I check my phone. Melanda is tearing the sheets off the bed and she isn’t capable of appreciating a surprise movie-binge staycation because she isn’t capable of love. She only sleeps in one half of her bed at home—the other half is littered with mini Dove wrappers and oh for fuck’s sake, Melanda, you’re not a supermodel. Buy a candy bar.

She’s reading Sarah Jio’s Violets of March and no, Melanda, that book isn’t about you. It’s about a nice woman, a divorcée who got married because she believed in love, unlike some people.

Was she right, Mary Kay? Are you never gonna leave him?

I open the junk drawer in her kitchen and she has dozens of Women’s Fitness exercise calendars and they’re glued together by time and self-loathing. I look in her mirror—it rests on the other half of The Thorn Birds—and it lies to me and makes me taller and thinner than I am. I look above her mirror where there’s another big fat lie in the form of a cheery sign: YOU ARE BEAUTIFUL. I pick up her computer and the last thing she googled was young Carly Simon and no, Melanda. You don’t look like Carly Simon because Carly Simon has a soul. I turn on her TV where it’s nothing but Real Housewives. She didn’t watch the documentaries made by women for women that she praises on Twitter and she listens to “Coming Around Again” so much because if no one ever stays—and who could stay—then no one ever leaves and thus no one can ever return to play the game again with her.

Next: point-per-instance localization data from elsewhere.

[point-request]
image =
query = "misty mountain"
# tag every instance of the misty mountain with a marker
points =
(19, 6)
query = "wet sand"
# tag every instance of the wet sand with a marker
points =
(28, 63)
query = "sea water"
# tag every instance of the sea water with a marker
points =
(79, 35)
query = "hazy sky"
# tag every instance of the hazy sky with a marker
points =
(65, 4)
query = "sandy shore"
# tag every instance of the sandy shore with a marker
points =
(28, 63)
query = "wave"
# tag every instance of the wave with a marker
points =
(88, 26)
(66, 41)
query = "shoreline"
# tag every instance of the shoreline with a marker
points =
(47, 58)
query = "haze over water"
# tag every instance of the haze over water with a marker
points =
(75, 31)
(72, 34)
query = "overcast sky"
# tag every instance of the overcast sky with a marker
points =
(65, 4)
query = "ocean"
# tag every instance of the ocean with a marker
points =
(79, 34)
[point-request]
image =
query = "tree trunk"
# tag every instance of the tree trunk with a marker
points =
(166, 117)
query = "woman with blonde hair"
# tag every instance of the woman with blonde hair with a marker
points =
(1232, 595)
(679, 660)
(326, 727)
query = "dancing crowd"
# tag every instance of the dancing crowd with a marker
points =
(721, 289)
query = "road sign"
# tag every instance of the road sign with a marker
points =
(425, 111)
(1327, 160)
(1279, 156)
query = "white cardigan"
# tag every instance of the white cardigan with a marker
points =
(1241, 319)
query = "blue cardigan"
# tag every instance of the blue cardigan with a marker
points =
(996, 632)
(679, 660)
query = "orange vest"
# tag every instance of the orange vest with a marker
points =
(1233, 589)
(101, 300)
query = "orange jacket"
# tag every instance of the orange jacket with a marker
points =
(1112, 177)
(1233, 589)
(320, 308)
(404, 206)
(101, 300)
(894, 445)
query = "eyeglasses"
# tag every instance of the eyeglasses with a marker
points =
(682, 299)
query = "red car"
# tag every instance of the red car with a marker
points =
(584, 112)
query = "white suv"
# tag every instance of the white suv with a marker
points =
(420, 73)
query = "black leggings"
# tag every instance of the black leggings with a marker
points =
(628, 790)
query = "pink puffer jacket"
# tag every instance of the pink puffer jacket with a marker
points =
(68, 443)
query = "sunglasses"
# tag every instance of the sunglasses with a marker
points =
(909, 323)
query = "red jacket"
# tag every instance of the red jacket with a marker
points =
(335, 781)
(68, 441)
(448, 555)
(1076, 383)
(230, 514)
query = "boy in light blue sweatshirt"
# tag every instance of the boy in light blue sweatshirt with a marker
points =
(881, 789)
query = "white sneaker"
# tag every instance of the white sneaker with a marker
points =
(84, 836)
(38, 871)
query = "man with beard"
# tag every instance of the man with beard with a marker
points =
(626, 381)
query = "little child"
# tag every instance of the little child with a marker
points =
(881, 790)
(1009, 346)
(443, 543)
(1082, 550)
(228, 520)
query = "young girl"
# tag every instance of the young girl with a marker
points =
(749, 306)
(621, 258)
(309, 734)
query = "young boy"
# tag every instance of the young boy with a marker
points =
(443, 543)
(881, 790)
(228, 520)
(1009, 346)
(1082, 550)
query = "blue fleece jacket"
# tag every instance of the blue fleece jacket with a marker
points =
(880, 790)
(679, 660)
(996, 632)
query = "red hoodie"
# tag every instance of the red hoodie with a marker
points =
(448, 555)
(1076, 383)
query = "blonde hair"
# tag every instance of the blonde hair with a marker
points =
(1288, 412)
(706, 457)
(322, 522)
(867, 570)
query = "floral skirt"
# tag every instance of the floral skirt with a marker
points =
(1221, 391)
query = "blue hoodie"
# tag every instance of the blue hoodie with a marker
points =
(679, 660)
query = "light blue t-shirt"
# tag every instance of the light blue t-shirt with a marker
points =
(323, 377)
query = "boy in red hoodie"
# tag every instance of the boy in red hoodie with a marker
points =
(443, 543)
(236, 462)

But this is the burden of being a good guy. I would never say any of that to her.

The person I need right now is you. And it’s late but it’s not that late.

I pick up Melanda’s phone.

Melanda: You there?

You: Yep. Can’t sleep. How’s the trip? Did you get in safe?

Oh, Mary Kay. You could sleep if you were with me and so could I.

Melanda: Yes and sooooo… okay so I met someone lol

You: Already? You just landed, no?

Melanda: Well… we actually started talking a couple months ago but long distance I mean I didn’t say anything because who knows but now I’m here and well… NOW I KNOW lol

You: Wow. Well that’s… great?

Oh, Mary Kay, you are greener by the bubble.

Melanda: lol yes with him right now so gotta scram but yay for meeee!

You: Wow! Details? Tell me he’s not married.

Jesus, you are jealous and as well you should be. You see now that Melanda took a leap of faith so she gets to be happy and this is how I make you see the light.